Dicen que el turismo
masivo está acabando con el alma de Venecia. Cerca del puente Rialto hay un
contador luminoso de las personas que residen en su casco histórico que no para
de disminuir porque, mientras la ciudad se llena de foráneos, sus vecinos se están marchando. Ya ha perdido la dos terceras parte de su población por las incomodidades de vivir en una ciudad invadida todos los días,
con los precios por las nubes, aislada
en el mar y con frecuentes inundaciones. La población autóctona se está
marchando a “tierra firme”, a la vecina ciudad dormitorio de Mestre.
Pero, sobre todo, Venecia padece de un mal que no parece tener cura, derivado de la fascinación
que sigue ejerciendo sobre todo tipo que gente. Una ciudad única, varada en el
mar y en el tiempo, imposible, compuesta por casi 120 islas, 200 canales y más
de 400 puentes que sigue atrapando, como hace siglos, a todo el que la visita.

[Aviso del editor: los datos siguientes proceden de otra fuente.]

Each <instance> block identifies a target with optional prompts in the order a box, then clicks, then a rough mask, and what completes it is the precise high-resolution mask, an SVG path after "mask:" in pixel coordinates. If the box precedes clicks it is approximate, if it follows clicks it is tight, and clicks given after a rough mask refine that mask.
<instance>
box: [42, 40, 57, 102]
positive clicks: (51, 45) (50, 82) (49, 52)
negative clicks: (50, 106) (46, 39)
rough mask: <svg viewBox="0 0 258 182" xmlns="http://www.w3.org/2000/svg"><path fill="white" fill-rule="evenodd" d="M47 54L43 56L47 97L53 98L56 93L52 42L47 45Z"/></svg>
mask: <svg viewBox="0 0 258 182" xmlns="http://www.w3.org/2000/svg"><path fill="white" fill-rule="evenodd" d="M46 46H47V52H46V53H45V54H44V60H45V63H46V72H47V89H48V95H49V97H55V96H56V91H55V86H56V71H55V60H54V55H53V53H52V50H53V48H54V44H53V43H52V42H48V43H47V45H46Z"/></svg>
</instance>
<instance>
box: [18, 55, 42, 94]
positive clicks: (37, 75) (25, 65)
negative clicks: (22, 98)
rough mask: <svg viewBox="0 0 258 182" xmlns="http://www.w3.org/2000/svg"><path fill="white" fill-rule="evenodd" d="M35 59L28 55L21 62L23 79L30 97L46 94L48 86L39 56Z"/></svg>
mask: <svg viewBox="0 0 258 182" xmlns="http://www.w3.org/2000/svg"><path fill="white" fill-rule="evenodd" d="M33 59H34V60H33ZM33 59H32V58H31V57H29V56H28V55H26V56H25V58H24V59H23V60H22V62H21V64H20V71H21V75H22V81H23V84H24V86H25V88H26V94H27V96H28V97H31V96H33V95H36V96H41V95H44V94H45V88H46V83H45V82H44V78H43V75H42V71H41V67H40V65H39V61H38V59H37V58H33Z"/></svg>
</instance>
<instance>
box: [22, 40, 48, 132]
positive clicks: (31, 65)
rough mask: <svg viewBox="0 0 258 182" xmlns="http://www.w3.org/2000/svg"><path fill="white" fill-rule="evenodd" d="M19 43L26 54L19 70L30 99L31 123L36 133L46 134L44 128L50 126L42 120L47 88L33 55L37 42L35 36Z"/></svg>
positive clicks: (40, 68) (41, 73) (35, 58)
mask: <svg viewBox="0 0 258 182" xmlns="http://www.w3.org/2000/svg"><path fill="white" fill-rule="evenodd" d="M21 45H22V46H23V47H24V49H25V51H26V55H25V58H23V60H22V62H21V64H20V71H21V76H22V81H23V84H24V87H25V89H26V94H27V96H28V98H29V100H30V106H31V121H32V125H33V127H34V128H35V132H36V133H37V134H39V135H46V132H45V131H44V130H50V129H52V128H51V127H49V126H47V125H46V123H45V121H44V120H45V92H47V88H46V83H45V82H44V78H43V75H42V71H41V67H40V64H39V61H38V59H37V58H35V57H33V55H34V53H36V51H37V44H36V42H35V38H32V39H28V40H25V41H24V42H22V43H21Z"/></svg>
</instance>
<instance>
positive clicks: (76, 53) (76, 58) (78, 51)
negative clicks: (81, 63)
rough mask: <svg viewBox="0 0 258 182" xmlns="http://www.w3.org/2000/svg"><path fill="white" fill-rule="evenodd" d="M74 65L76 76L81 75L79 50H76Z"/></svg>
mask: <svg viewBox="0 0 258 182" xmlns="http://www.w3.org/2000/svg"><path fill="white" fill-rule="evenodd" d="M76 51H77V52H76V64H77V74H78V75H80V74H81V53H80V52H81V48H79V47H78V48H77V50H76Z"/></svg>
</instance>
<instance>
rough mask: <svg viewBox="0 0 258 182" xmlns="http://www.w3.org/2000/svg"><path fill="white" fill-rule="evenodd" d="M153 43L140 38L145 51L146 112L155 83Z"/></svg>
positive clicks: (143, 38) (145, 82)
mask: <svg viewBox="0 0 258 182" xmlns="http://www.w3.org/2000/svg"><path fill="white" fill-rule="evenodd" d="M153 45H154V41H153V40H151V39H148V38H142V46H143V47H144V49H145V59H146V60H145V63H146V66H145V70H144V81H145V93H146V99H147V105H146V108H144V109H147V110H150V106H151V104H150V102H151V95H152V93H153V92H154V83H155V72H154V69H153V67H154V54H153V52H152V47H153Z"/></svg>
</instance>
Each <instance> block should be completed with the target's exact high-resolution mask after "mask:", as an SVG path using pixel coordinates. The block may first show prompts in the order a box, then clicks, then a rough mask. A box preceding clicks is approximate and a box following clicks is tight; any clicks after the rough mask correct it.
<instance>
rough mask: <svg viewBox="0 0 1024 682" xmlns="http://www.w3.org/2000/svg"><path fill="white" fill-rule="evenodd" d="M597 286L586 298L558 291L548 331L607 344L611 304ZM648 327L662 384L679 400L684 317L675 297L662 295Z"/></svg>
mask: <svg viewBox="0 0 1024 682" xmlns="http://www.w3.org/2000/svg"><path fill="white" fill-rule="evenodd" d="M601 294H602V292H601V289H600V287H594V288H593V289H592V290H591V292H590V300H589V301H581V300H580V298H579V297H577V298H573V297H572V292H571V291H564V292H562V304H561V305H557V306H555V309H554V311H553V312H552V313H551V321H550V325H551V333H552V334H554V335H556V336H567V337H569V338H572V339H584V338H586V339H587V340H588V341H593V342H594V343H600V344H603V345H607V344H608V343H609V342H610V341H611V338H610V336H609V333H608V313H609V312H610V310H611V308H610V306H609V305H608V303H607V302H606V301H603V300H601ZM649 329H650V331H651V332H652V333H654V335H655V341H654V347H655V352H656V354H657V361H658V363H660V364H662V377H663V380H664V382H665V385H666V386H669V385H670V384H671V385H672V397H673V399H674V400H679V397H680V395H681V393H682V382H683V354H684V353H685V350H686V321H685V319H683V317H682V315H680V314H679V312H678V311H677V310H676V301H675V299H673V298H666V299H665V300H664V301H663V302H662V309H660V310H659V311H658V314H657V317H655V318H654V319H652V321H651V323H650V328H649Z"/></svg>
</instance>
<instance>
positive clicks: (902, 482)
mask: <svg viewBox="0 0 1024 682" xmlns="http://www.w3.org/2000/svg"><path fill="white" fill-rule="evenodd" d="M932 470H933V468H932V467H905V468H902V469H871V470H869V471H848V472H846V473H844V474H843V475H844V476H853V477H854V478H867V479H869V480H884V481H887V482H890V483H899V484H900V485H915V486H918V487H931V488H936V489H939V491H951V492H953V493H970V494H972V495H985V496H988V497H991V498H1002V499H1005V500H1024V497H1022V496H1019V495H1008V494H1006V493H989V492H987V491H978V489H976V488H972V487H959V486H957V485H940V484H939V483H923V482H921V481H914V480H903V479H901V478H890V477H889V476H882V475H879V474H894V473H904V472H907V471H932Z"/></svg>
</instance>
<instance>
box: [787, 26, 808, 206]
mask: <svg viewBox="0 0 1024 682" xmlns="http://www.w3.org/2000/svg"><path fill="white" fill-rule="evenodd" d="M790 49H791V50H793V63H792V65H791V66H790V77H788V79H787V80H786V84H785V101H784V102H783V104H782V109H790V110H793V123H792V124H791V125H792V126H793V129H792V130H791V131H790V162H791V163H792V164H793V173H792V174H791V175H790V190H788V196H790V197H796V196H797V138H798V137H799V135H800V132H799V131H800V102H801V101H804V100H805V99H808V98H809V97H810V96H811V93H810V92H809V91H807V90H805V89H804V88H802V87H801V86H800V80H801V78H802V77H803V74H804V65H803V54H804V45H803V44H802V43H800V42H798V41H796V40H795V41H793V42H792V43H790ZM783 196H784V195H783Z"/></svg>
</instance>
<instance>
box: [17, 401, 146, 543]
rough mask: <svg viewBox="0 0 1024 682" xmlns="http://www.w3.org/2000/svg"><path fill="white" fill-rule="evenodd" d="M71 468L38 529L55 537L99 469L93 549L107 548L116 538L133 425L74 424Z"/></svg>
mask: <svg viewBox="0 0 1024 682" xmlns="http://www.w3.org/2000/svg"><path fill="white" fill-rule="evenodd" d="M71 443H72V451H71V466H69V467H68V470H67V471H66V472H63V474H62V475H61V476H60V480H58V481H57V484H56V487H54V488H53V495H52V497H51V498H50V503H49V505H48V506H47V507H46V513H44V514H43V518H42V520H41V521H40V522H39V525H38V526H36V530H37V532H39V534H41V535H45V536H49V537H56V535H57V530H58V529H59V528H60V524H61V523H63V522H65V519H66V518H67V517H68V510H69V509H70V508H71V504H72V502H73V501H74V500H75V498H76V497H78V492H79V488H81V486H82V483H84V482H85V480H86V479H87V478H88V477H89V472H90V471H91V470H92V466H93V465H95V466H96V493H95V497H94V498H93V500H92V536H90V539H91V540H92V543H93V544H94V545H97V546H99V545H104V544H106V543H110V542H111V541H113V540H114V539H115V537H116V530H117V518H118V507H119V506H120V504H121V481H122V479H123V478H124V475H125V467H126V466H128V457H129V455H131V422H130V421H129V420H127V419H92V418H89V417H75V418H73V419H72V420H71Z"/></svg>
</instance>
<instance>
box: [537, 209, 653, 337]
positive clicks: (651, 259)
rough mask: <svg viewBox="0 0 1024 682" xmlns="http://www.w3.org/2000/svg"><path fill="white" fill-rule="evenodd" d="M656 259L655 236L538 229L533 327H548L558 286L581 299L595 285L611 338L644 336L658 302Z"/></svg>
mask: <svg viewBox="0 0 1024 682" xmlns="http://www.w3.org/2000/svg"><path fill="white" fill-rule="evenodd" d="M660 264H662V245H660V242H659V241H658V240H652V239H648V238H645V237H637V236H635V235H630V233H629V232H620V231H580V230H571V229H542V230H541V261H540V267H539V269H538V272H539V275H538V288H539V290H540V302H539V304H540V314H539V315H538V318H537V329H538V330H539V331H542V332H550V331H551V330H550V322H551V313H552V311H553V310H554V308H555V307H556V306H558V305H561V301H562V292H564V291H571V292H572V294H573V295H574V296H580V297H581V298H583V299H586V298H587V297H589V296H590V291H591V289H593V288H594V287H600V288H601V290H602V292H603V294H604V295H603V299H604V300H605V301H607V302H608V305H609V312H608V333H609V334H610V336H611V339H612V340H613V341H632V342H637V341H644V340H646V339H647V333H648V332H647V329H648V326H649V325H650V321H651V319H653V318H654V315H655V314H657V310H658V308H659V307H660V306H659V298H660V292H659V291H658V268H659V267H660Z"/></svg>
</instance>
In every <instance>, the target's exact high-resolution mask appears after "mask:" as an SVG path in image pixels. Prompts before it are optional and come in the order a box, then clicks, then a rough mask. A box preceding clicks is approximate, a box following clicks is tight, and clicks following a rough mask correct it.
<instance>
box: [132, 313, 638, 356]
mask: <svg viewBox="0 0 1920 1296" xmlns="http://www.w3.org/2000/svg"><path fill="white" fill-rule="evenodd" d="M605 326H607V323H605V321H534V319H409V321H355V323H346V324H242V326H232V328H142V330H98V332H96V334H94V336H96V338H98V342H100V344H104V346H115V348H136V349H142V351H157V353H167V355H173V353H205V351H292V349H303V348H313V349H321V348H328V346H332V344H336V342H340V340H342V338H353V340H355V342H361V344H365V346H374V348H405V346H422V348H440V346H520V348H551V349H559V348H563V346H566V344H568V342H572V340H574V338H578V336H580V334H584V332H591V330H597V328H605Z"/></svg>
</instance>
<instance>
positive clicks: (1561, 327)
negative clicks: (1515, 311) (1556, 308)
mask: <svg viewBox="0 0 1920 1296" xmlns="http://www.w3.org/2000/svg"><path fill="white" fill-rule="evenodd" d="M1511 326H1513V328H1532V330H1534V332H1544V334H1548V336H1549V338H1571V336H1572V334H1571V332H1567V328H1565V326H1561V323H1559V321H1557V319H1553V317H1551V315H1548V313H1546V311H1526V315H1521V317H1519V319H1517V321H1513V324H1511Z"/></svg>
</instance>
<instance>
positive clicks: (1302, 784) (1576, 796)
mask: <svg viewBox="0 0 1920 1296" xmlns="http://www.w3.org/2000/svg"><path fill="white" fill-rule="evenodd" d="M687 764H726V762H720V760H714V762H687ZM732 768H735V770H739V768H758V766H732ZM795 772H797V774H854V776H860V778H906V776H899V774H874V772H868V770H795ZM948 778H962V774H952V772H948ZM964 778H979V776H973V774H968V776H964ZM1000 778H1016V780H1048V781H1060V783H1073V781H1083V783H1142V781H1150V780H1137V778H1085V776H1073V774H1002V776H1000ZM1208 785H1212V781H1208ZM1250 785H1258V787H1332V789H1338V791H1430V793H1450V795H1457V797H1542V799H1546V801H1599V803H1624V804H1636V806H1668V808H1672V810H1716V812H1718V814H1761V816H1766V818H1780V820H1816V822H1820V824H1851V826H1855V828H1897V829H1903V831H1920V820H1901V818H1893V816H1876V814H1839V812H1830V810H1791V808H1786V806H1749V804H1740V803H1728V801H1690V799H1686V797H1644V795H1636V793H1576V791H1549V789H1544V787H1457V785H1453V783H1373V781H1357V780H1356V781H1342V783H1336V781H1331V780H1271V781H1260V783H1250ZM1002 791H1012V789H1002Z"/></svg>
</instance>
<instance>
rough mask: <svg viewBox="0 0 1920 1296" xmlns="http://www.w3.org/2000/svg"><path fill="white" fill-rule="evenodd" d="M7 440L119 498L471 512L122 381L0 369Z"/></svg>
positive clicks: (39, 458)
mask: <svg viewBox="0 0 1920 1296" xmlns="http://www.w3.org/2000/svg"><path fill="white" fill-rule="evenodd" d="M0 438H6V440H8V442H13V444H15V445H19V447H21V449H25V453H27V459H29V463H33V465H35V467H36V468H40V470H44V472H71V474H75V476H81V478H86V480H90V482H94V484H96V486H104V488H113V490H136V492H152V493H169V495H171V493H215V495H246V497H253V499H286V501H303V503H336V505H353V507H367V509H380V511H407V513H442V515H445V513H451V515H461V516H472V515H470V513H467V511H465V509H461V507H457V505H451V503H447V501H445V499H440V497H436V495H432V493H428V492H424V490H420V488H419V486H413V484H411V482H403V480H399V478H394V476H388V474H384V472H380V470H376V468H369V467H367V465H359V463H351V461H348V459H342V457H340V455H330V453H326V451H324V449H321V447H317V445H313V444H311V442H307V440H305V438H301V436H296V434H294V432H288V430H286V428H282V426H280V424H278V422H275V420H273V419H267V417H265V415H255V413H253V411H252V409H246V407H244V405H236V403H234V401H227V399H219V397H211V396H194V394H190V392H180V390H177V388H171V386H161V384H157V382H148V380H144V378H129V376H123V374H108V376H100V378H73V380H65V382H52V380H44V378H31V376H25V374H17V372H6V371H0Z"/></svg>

Dicen también que es el paraíso de los fotógrafos. Y es cierto. Pero en
ocasiones se encontrarán desbordados en un lugar donde no se conocen
las construcciones modernas ni los automóviles, resultando casi imposible captar un gran cúmulo de sensaciones abriéndose camino en plena marea humana. Es el
estrés del fotógrafo. Sobre todo si se
dispone de sólo un día, como la mayoría de los turistas. Por ello la primera
impresión será de desconcierto. Llegados a la estación Santa Lucía ya no sabrán
dónde dirigir sus cámaras. Tanto si se accede en el vaporetto como si se
opta por ir andando para que la ciudad nos engulla desde el primer momento
intentando seguir las señales que nos llevan a San Marcos o Rialto. La
tentación de dejar a un lado la cámara y dejarse llevar por el entorno aparece
como en ningún otro lugar. Necesitamos tiempo para asimilar todas las
sensaciones.
Si se entra por el
Gran Canal, la gran avenida de Venecia, la experiencia no dejará indiferente a
nadie. Allí está la vida. El día a día fluye en la principal vía de tránsito de
todo tipo de mercancías y de trabajadores y donde se realizan la mayor parte de
las actividades de sus habitantes.
Pero hay que esperar
al atardecer para buscar la esencia de la ciudad. El sol empieza a declinar,
los visitantes a marcharse y muchos a llenar los restaurantes. Por un instante el Gran Canal y el
entramado de pequeños canales se queda casi vacío y todo recupera la calma. Entonces es
posible escuchar a los gondoleros cantar y perderse de nuevo por el laberinto
de callejuelas para desembocar en las plazas. Esta calma recuerda lo que debió
ser esta ciudad en otro tiempo.
Al final de la
jornada, cuando debemos iniciar el camino de regreso, siguiendo ahora las
señales hacia la Ferrovía, vamos dejando con pesar a nuestras espaldas rincones cada vez
más bellos. El mismo paisaje que hemos visto todo el día pero ahora nos parece
diferente. Entonces el interior de Venecia parece una medina de un país árabe
en pleno corazón de Europa. Oriente y Occidente. Encrucijada de caminos y de
culturas. Eterna. En el ocaso se recupera el misterio de esta ciudad varada en
el tiempo que todos los días al atardecer reencuentra su alma.